Data Before ML — MukulPal.com

Intelligence is about solving a chaotic problem; you can see the manifold (the butterfly wings) but never exactly know when and which wing will the form flip too. Data is the bottleneck and the gold mine when it comes to building such systems.

ML could be understood as something supervised or unsupervised, leading to a classification by error reduction.

An ML system based on a data architecture that mirrors or has semblance to the data generating mechanism improves performance. Because it asks, where is the data coming from? How should the data architecture be? Will the dataset lend itself well to the chosen ML process?

Figure 2 -Data Generating Mechanism View of ML

However, a data generating mechanism and a good architecture which assumes stability and linearity in information could stay biased and deliver erroneous results. Specifying a linear model and expecting it to understand causality has lead modern finance to a set of conflicting theories over the last 100 years. So to expect such an approach to solve the challenges of the non-financial domain is naive thinking.

And because causality eventually leads to chaos, a robust ML system should specify a model assuming a varying and dynamic degree of influence between a set of causes, expect some causes to fail and new causes to emerge and succeed. Such a system makes no assumption about information validity and embraces both error reduction and amplification as an output.

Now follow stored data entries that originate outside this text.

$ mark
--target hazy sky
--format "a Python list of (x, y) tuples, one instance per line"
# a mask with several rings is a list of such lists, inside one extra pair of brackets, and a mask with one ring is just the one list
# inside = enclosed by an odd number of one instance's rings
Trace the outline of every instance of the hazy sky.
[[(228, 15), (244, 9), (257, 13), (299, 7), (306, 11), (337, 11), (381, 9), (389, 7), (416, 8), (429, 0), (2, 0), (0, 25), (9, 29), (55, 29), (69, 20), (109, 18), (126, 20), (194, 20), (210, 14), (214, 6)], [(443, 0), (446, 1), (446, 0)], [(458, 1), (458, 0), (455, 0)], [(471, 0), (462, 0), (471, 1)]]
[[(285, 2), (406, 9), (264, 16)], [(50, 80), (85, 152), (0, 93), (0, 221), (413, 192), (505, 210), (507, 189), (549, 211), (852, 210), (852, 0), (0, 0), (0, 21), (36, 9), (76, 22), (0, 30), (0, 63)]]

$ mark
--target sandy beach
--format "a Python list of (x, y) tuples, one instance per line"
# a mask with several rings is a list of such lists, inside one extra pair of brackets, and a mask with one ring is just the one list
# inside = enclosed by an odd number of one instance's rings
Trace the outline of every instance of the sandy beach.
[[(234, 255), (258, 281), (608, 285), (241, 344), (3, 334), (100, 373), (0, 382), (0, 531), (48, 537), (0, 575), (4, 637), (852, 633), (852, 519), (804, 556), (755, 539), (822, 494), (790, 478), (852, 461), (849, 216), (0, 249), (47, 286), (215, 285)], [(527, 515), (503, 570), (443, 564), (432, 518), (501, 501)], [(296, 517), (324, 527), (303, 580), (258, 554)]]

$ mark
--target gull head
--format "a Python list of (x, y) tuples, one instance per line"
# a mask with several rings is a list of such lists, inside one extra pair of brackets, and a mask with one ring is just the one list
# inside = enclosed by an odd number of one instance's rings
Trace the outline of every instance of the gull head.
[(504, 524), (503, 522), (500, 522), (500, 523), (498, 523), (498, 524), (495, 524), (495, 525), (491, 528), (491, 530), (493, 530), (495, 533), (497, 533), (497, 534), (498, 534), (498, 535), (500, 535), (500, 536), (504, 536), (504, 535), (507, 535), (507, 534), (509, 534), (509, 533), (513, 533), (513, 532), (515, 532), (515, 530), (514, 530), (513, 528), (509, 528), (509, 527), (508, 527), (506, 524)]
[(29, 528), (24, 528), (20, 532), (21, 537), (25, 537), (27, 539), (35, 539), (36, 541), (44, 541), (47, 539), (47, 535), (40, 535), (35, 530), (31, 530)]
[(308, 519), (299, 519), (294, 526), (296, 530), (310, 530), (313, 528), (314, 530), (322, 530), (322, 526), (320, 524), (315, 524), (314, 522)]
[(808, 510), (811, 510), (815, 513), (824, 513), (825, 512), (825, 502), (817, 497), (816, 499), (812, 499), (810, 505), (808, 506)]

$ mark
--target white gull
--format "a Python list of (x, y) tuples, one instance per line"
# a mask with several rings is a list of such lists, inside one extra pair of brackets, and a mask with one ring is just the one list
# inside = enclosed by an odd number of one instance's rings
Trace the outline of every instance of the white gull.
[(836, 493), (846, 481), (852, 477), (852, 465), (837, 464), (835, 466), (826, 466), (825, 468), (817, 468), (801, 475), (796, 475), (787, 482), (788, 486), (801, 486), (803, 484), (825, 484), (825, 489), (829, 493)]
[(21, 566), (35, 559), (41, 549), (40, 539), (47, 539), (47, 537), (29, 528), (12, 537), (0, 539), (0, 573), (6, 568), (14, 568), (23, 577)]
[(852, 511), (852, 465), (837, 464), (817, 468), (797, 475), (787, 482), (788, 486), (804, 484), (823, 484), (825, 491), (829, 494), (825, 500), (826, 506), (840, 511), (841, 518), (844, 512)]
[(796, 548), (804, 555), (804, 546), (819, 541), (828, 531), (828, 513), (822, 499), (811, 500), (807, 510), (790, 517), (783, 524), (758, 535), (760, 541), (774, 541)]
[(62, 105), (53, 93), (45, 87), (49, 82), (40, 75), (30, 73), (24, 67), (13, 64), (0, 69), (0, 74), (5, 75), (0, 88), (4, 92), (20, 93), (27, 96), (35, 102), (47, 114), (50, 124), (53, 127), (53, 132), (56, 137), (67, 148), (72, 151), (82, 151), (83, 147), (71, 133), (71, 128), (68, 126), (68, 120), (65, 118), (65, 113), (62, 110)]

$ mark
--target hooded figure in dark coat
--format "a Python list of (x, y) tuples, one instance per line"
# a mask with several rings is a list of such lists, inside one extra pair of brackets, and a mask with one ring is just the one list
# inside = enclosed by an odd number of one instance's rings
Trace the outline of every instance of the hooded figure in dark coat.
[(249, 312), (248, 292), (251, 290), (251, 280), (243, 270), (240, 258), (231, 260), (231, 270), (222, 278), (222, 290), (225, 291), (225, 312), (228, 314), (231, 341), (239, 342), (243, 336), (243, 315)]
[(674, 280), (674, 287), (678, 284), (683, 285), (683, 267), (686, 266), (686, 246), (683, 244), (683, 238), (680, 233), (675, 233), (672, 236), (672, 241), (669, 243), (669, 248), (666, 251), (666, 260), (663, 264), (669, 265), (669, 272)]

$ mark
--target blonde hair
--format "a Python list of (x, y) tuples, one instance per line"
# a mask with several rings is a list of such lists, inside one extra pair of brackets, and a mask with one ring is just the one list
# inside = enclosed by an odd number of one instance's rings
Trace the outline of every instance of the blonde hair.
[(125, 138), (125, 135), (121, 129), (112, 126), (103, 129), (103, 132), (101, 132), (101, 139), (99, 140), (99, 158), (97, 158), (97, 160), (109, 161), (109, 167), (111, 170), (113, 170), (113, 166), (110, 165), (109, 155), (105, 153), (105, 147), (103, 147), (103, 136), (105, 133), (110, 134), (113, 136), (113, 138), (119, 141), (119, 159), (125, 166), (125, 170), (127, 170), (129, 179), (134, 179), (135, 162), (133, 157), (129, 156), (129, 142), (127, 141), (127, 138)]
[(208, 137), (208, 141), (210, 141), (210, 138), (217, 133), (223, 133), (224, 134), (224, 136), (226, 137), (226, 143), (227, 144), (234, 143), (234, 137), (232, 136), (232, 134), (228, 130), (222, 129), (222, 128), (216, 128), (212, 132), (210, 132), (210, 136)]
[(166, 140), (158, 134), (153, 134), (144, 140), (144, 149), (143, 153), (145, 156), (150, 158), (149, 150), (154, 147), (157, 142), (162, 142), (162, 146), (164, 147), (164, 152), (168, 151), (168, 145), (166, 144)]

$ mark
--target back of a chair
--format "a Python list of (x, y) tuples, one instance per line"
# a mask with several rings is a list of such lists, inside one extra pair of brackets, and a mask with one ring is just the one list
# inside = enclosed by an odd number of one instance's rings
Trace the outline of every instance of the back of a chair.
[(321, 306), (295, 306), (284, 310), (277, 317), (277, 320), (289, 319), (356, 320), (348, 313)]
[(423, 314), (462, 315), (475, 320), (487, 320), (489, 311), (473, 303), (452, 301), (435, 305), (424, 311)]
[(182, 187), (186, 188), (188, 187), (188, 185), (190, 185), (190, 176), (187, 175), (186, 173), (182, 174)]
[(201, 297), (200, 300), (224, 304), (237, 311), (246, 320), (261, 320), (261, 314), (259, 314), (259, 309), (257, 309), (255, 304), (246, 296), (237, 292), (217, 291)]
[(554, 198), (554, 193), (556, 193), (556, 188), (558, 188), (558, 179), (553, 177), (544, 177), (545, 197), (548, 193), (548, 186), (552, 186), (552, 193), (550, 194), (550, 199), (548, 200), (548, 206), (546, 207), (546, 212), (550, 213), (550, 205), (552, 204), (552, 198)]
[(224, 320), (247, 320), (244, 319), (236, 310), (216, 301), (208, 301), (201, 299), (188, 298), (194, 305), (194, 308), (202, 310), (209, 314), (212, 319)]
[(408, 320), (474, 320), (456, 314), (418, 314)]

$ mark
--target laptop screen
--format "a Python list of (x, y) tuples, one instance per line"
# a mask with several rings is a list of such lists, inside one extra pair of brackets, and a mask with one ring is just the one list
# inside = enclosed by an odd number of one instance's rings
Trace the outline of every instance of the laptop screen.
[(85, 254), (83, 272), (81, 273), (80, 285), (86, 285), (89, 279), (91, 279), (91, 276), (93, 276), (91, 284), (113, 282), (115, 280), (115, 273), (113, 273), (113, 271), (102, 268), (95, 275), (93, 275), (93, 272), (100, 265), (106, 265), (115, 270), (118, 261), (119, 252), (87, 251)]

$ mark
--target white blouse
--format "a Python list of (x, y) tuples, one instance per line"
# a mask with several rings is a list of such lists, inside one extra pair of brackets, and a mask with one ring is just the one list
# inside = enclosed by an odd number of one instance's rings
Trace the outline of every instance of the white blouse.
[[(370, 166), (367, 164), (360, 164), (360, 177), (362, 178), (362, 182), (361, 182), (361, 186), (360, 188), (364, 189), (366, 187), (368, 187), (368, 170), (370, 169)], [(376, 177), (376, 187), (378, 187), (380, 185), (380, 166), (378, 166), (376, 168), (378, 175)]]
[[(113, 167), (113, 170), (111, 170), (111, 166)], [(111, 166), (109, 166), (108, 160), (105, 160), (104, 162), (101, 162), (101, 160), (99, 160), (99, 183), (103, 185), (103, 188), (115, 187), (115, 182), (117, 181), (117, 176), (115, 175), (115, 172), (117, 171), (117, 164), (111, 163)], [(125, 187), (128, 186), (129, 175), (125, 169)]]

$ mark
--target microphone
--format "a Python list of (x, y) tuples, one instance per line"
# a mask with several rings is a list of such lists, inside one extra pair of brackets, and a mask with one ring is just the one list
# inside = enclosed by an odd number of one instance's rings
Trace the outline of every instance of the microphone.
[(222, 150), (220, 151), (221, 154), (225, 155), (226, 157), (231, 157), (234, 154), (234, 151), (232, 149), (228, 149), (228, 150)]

Data heavy or data light is not a characteristics of the ML process, but of the data architecture. One can use a good data architecture to sample the data well for the ML process. A well-designed architecture can drive the ML process with a fraction (e.g. less than 10%) of the data, which is refreshed periodically. Therefore, it’s essential to ask, how much of my database do I really need for my ML process to run optimally? The more carefully we use data for training, the less biases we introduce in our ML processes and the less electricity we burn, a desired objective in a computation heavy world.

If we want to build ML systems to simulate real world problems, we have to train them on datasets that evolve from an understanding of data generating mechanisms, approriate data architectures, and causal complexity which bases itself on the assumption that there is a certain probability of failure and success of a cause to affect.